The ANZ Business confidence survey dropped to 42.8 from 53.5 as the combination of higher interest rates and lower commodity prices weighed on sentiment. This was the fourth consecutive monthly drop and the index now stands more than 20 points lower that the February reading suggesting that conditions on the ground have deteriorated markedly.
In response to the news the kiwi slid through Asian and early European trade dropping to a low of 8725 before finding some bids. The pair has once again failed to clear the 8800 level on Friday and today’s correction suggests that it may be in the process of setting up a double top at this level as investor doubts about NZ growth and monetary policy begin to escalate.
The unit continues to attract carry trade flows, but if US 10 year yields have bottomed at the current 2.50% level, further upside in the kiwi is likely to be problematic as specs unwind the recent trades.

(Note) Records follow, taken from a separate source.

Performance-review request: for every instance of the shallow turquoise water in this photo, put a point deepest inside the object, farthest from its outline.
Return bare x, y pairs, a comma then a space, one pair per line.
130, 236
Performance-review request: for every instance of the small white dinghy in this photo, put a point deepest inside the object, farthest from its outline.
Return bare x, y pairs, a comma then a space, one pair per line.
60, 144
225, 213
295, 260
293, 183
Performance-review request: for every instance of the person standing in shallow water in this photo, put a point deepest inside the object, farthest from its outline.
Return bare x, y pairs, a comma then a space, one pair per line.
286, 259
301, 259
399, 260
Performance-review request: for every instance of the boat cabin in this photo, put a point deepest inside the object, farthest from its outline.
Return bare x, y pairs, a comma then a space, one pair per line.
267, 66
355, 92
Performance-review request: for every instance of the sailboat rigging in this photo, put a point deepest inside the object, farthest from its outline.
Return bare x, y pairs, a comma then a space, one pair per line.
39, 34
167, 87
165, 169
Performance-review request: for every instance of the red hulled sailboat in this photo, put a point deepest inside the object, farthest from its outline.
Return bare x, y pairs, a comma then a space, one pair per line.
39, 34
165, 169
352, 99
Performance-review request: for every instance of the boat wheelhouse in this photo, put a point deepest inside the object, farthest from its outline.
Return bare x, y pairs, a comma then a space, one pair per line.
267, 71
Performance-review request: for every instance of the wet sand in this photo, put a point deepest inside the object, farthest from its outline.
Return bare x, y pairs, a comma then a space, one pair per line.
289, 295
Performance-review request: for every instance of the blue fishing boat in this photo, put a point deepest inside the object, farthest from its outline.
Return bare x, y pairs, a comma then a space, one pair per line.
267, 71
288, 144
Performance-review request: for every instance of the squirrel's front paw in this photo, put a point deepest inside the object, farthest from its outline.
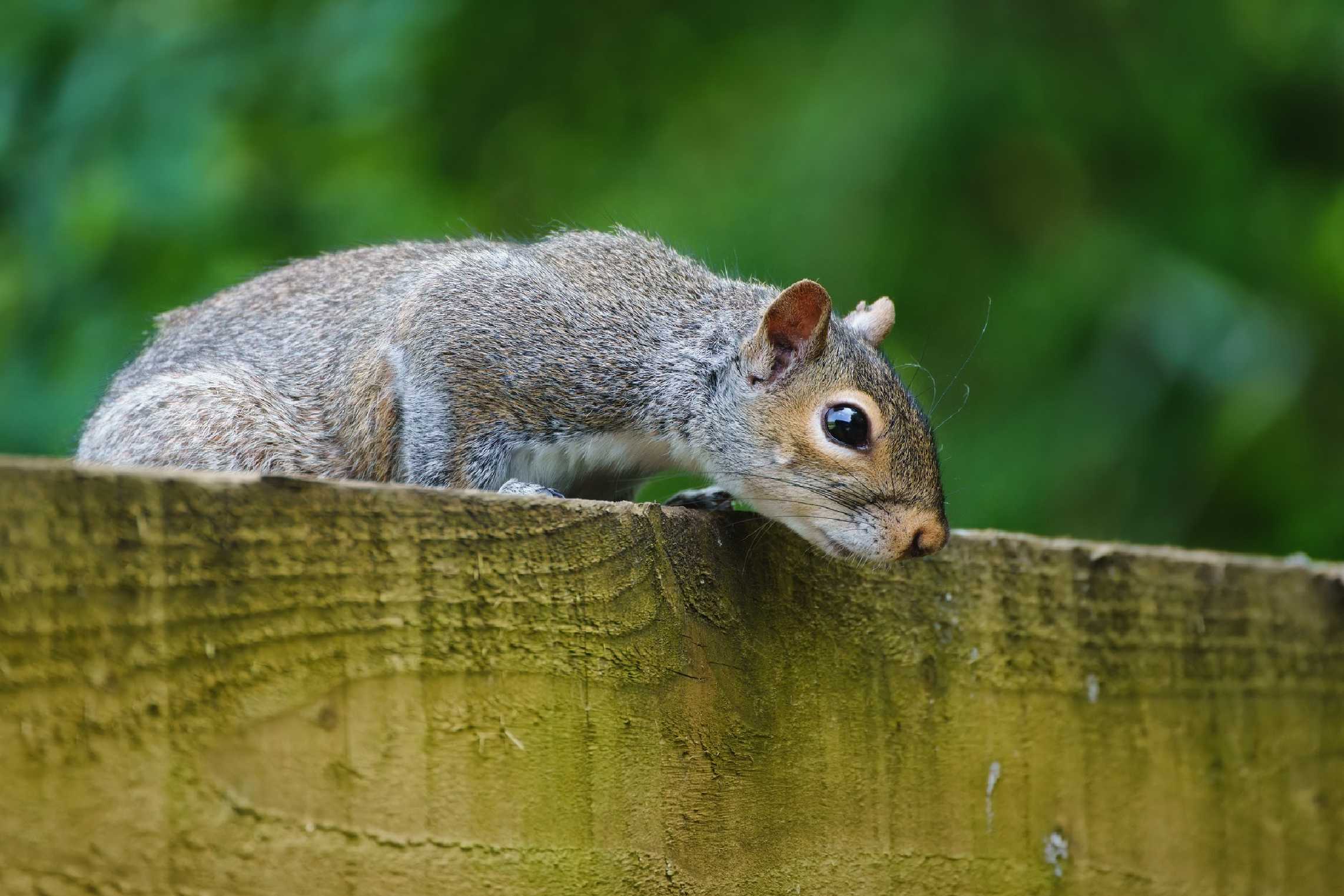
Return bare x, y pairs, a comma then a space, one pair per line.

Meanwhile in Europe the data was mildly mixed with German retail sales showing yet another miss at -0.6% vs. 0.8% eyed while in UK the mortgage approval data was right in line at 62K. Both currencies essentially ignored the data with EUR/USD holding its levels at 1.3650 while cable remained abound 1.7025. Euro and pound may see some further adjustment on end of month flows today, but action is likely to be quiet as traders gear up for the major event risk later in the week with both the ECB meeting and US NFPs falling on the same day.
We continue to believe that near term price action in FX will be driven primarily by US rates. Last week the greenback took a hit as the 10 year yields slid towards 2.50%, but for now that level appears to be support and if bonds yields could stabilize and rally from that base the dollar will firm up as the week proceeds. The market appear to be torn between the surprisingly weak US economic data in Q1 of this year and the seemingly stronger evidence of growth in the most recent economic reports. If this week’s data could surprise to the upside it could tilt the sentiment towards the buck and the early profit taking in the commdollars could spread through the full G10 complex.